Bug type
Behavior bug (incorrect output/state without crash)
Beta release blocker
No
Summary
When the Qwen3.6-35B-A3B model terminates generation with stopReason="stop" inside a thinking block without emitting any toolCall, the embedded agent enters an infinite silent stall — no tools execute, no JSONL entries are appended, no gateway logs fire.
Steps to reproduce
- Run an embedded agent via Matrix direct chat with context window ~72k and a tool-rich system prompt (file I/O, subprocess management).
- Let the agent accumulate tool output over multiple turns (~39 toolUse cycles) until context pressure increases toward the overflow threshold (~45k+ tokens).

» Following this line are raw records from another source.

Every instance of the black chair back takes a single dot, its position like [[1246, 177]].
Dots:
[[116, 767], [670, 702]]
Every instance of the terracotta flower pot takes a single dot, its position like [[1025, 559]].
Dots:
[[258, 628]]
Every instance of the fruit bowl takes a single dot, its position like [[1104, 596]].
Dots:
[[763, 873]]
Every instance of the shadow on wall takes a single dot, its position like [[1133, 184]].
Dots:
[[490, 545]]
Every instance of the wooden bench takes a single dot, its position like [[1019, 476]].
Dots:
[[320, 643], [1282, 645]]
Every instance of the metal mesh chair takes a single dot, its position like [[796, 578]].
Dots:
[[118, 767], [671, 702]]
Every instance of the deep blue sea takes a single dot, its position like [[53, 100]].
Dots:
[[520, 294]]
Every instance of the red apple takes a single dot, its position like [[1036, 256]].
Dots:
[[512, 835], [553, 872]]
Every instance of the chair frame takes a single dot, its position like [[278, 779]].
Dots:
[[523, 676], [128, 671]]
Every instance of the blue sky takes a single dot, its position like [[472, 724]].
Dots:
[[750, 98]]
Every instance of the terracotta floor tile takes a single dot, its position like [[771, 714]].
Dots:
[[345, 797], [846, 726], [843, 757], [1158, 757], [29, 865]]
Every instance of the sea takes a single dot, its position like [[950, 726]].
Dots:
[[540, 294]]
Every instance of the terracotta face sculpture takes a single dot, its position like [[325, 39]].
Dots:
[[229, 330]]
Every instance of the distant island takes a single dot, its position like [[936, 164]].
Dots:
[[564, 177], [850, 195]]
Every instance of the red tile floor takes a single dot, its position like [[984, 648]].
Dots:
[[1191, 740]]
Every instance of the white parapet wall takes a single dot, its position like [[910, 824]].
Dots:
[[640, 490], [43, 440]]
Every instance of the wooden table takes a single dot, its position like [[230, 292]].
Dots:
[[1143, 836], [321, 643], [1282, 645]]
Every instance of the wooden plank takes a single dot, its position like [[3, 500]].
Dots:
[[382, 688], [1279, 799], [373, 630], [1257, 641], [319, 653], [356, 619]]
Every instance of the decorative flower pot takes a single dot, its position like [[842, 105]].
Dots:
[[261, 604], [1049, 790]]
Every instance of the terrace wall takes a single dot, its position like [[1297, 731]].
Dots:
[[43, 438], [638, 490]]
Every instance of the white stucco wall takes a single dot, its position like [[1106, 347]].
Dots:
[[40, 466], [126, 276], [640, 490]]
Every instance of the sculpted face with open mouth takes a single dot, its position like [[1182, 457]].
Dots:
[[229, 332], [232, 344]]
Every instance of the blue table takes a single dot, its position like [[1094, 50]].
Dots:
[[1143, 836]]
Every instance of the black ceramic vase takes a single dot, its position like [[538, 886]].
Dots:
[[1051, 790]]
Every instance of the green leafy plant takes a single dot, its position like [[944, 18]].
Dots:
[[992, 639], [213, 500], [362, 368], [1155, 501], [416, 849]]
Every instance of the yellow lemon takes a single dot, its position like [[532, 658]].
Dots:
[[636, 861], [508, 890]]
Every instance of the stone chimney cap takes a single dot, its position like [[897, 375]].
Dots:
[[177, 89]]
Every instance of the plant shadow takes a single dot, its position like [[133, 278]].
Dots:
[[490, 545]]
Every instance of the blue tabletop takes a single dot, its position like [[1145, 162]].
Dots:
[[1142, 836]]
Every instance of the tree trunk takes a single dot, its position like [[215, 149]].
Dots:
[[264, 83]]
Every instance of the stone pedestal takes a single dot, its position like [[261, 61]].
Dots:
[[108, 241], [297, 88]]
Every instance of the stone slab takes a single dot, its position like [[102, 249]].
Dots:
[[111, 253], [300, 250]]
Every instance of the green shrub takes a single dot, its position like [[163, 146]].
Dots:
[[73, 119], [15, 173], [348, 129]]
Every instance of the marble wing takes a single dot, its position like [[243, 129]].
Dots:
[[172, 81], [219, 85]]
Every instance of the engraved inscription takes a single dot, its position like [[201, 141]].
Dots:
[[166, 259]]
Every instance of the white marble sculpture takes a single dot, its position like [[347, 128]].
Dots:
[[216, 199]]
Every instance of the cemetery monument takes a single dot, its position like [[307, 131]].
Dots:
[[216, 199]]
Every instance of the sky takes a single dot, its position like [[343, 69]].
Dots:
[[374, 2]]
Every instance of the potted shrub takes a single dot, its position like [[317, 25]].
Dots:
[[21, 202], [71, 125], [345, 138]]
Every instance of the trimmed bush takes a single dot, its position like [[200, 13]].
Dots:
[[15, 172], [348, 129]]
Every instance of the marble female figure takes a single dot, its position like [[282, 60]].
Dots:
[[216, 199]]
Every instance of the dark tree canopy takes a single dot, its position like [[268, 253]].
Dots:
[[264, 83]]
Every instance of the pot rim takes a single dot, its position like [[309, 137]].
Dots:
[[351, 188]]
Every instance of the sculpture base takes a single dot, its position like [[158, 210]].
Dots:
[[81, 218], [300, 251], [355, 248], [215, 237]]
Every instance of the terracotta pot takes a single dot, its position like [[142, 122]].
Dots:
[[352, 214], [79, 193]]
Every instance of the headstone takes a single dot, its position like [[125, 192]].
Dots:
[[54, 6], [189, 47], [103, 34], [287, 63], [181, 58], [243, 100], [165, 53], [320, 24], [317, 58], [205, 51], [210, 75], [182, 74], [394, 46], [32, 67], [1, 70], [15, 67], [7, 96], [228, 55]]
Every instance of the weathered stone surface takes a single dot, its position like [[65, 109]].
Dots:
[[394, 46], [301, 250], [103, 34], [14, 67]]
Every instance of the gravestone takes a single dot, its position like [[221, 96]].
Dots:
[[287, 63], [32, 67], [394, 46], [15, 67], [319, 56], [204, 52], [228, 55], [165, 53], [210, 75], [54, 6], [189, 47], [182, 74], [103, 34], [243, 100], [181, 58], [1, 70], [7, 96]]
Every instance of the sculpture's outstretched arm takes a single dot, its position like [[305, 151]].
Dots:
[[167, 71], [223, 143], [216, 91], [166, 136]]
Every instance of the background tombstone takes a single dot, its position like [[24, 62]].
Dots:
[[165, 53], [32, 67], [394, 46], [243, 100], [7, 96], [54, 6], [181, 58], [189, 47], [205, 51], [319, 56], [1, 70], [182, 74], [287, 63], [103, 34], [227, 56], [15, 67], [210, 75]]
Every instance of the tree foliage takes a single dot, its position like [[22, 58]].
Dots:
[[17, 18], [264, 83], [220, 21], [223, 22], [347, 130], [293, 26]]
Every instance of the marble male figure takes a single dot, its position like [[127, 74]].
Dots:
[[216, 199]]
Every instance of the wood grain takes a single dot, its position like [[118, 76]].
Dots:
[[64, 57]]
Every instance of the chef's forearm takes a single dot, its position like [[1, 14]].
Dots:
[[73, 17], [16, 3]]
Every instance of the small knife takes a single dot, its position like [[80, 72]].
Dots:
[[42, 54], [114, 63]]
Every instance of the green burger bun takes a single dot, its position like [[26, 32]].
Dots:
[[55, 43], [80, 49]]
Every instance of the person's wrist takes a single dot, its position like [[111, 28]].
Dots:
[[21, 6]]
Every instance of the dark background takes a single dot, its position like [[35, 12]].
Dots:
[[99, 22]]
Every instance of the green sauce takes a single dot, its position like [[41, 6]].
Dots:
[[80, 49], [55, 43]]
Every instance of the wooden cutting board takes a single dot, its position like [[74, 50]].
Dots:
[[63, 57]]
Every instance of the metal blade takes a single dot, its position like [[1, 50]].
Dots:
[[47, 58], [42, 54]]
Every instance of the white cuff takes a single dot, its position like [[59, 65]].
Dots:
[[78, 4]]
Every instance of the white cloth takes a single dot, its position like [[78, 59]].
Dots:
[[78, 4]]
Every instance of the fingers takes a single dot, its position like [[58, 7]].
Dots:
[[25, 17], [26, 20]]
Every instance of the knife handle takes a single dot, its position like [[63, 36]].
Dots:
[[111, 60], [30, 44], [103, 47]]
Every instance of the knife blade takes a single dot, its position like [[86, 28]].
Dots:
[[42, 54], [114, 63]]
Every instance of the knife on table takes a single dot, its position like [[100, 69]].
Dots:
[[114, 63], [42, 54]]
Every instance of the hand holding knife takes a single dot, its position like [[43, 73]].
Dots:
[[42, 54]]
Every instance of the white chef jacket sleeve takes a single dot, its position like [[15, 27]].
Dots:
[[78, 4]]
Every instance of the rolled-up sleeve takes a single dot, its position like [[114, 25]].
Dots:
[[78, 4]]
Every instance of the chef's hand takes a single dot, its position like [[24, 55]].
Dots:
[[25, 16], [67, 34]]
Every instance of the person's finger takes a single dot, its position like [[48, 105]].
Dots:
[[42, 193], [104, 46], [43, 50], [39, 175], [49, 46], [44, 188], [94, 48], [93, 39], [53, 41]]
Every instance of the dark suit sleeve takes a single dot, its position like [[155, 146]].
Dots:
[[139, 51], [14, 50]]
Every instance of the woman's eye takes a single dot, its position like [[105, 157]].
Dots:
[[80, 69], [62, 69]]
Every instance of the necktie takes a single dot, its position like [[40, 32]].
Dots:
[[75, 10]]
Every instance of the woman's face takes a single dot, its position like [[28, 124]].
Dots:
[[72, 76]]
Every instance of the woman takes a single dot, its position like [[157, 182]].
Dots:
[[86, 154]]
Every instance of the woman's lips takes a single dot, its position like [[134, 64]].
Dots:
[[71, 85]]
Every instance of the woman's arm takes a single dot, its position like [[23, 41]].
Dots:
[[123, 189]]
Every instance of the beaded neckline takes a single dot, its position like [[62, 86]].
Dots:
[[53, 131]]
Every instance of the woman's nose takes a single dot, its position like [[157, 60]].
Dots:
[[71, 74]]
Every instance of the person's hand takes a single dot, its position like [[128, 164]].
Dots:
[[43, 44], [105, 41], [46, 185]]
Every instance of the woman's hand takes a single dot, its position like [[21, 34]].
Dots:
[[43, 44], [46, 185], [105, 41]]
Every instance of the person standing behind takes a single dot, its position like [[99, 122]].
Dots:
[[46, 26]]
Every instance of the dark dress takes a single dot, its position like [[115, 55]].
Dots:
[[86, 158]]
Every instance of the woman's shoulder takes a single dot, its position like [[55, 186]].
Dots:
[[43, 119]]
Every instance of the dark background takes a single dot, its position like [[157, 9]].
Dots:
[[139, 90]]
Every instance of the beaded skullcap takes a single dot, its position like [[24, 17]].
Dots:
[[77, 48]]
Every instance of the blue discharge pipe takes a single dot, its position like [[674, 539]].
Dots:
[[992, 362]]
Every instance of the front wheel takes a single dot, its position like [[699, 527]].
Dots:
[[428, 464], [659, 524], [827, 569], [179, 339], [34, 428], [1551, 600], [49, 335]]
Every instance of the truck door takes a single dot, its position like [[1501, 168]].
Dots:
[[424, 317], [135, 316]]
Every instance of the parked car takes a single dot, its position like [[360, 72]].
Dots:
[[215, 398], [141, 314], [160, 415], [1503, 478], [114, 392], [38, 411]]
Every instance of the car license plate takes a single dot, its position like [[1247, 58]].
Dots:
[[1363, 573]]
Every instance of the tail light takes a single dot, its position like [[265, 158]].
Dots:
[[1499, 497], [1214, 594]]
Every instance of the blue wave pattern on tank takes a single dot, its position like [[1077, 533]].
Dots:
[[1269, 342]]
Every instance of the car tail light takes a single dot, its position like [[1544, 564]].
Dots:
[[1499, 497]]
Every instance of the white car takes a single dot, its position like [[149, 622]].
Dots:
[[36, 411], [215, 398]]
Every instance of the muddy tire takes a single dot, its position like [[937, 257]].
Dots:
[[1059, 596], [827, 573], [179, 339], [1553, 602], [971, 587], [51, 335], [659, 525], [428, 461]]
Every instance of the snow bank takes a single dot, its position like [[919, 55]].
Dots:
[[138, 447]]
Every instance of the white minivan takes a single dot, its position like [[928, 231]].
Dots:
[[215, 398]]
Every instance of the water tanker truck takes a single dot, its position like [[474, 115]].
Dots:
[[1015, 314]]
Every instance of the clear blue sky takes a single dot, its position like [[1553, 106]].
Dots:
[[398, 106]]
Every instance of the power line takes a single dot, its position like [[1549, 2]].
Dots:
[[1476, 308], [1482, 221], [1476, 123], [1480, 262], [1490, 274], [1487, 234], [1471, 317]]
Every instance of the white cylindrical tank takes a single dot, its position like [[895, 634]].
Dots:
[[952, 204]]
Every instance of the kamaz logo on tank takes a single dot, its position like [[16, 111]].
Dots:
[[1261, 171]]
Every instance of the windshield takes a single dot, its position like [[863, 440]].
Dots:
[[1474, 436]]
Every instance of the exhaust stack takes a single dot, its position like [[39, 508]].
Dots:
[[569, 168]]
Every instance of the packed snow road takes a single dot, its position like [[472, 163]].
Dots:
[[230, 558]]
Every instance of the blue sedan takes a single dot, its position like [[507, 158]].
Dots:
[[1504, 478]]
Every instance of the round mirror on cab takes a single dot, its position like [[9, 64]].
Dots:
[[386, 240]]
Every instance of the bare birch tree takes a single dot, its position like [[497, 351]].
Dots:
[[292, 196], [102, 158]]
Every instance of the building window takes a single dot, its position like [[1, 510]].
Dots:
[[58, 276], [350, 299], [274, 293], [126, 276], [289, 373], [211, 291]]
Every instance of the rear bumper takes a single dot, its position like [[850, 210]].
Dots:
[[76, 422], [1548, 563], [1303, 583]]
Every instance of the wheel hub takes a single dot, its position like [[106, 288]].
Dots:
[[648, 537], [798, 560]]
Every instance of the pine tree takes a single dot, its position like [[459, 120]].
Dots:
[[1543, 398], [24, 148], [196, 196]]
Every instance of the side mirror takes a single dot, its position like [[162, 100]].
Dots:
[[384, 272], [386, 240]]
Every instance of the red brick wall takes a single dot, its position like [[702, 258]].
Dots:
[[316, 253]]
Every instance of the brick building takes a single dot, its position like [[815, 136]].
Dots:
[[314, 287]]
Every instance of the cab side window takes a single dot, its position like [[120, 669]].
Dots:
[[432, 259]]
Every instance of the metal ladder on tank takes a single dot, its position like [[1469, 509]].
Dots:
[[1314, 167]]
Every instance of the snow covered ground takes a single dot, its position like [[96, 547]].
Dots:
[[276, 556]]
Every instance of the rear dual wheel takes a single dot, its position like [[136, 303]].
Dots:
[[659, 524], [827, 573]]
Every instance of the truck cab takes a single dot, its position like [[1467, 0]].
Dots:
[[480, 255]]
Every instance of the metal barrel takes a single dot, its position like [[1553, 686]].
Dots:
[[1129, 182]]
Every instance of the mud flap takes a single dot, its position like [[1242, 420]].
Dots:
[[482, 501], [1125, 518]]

- Trigger a turn where the model enters extended thinking (>250 chars of internal reasoning) while planning to execute tools.
- Observe: the model generates stopReason="stop" without any subsequent toolCall token stream — only a thinking block containing embedded
<function=...> XML as plain text. No JSONL entries are appended after this, no gateway logs fire, and the session freezes indefinitely.
Reproducible in session aa55eb34-e588-439d-a780-359d5e0de27c (1 June 2026), occurring 3 independent times out of 55 assistant entries over ~1h 24m.
Expected behavior
If an assistant response contains only a thinking block with no toolCall (regardless of stopReason), the gateway should detect this as an incomplete turn and either:
- Auto-retry with a corrective prompt, or
- Surface a clear error state with logging (livenessState=abandoned)
Actual behavior
Session remains silently idle — resolved only by user intervention (~64s for short thinking blocks), auto-compaction after context overflow (~191s for longer blocks), or never (permanent stall, no recovery path). No gateway log entries appear after the thinking-only JSONL entry until resolution occurs (or ever, in permanent stalls). Session appears healthy in dashboards despite being completely frozen.
OpenClaw version
2026.5.28
Operating system
Ubuntu Server 24.04 LTS (kernel 6.8.0-124-generic x64)
Install method
git clone — updated via cd ~/openclaw && git pull && git fetch origin --tags && git checkout <tag> && pnpm build && openclaw gateway start/stop
Model
llama/Qwen3.6-35B-A3B-UD-MTP-Q4_K_M (Qwen3.6-35B-A3B)
Provider / routing chain
OpenClaw → local llama.cpp
Additional provider/model setup details
Context window: 72k, reserveTokensFloor: 20000. Channel: Matrix direct chat. Model runs locally via llama.cpp with Qwen3.6-35B-A3B in Q4_K_M quantization. The model has a deterministic failure mode where extended thinking blocks (>250 chars) can trigger premature EOS (stopReason="stop") without emitting the toolUse token stream, even when the reasoning text contains explicit plans to execute tools with embedded <function=...> XML syntax as plain text — not structured tool calls.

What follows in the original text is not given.